Pombeni alla vigilia del congresso Upt: «Ridotti a confronto tra dirigenti che temono le divisioni»


Chiara Bert


TRENTO. Eleggono i nuovi dirigenti, ma i congressi dei partiti - osserva il politologo Paolo Pombeni - «sono una forma ormai obsoleta di fare politica, perché con la crisi dei partiti tradizionali si sono ridotti ad un confronto tra ristretti gruppi di dirigenti». Di più: «Tessere e correnti non pesano più perché non dicono quanti voti si prenderanno alle elezioni».

Dieci giorni fa il congresso del Pdl, finito con una spaccatura del partito e le accuse della minoranza al meccanismo delle tessere. Fra tre giorni toccherà all'Upt, che arriva al congresso con nessuna suspance e una candidatura unitaria (Flavia Fontana) frutto dell'accordo tra i gruppi dirigenti espressione delle due correnti del partito.

Ma un congresso dall'esito così scontato non è un elemento di debolezza per un partito? «La verità è che non sanno su cosa contarsi - osserva Pombeni - quanti dirigenti ci sono da una parte e quanti dall'altra non dice poi quanti voti si prenderanno alle elezioni». «Quando c'erano le correnti vere, quelle della vecchia Dc, dietro a ogni corrente c'era una base sociale. La sinistra rappresentava gli operai e le Acli, un'altra corrente gli artigiani. Radicamenti sociali, non solo gruppi di potere. Questo nei partiti attuali non esiste più e quindi è chiaro che i dirigenti hanno tutto l'interesse a non forzare le divisioni, perché forzare vorrebbe dire prendersi la responsabilità di come andranno le elezioni. Ed è una responsabilità che di questi tempi nessuno vuole assumersi».

«Non sono più i tempi - prosegue Pombeni - in cui un partito poteva contare su un proprio zoccolo duro, l'elettorato non è mai stato così mobile come oggi, basta guardare i sondaggi. I gruppi dirigenti, in questa situazione, pensano prima a sopravvivere trovando un accordo tra loro».  Il momento dei congressi, così come si svolgono oggi, secondo il politologo è ormai «del tutto superato». «Siamo davanti alla crisi della forma partito contemporanea, stiamo passando dal vecchio partito di identità di militanza, quello a cui uno dava cuore anima e anche qualcos'altro, a partiti aggregazioni di funzionari che quando va bene cercano di pescare nella società civile qualche candidato adatto, quando va male si illudono di essere loro stessi candidati apprezzabili».

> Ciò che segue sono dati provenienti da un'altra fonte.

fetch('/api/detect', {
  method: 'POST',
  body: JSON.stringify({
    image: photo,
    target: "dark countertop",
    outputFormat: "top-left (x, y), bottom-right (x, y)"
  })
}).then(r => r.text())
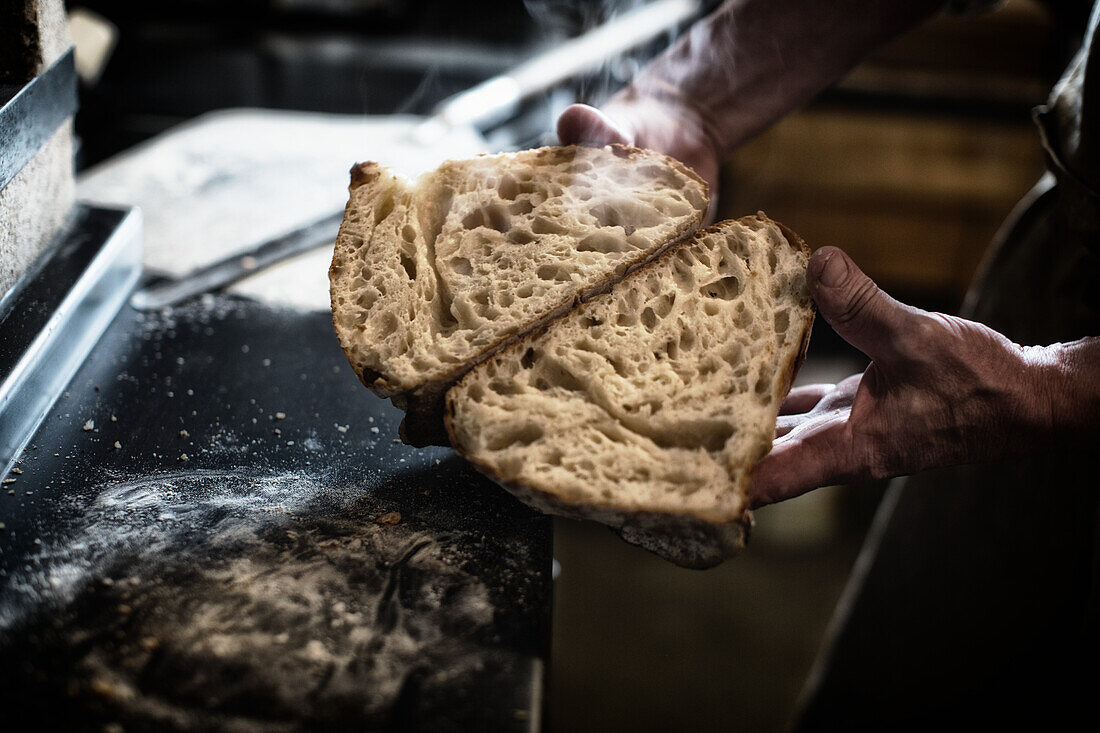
top-left (0, 295), bottom-right (551, 731)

Questo rende i congressi - prosegue Pombeni - «una forma obsoleta del modo di fare politica, perché si riducono ad un confronto fra ristretti gruppi di dirigenti che si nascondono dietro la raccolta di tessere. Ma la gente non partecipa più a questi momenti. I congressi dovrebbero essere fatti con la coscienza che si tratta di un dibattito interno a professionisti della politica che discutono tra loro le strategie migliori per vincere le elezioni».

La trasformazione è inevitabile, avverte Pombeni: «Accanto all'organizzazione-partito, come negli Stati Uniti, le varie forze sociali, insieme ad associazioni, volontariato e lobbies, si organizzeranno sempre più per portare avanti delle idee e nascerà una dialettica tra queste forze e i partiti, a cui rimarrà l'onere di organizzare tecnicamente la lotta politica».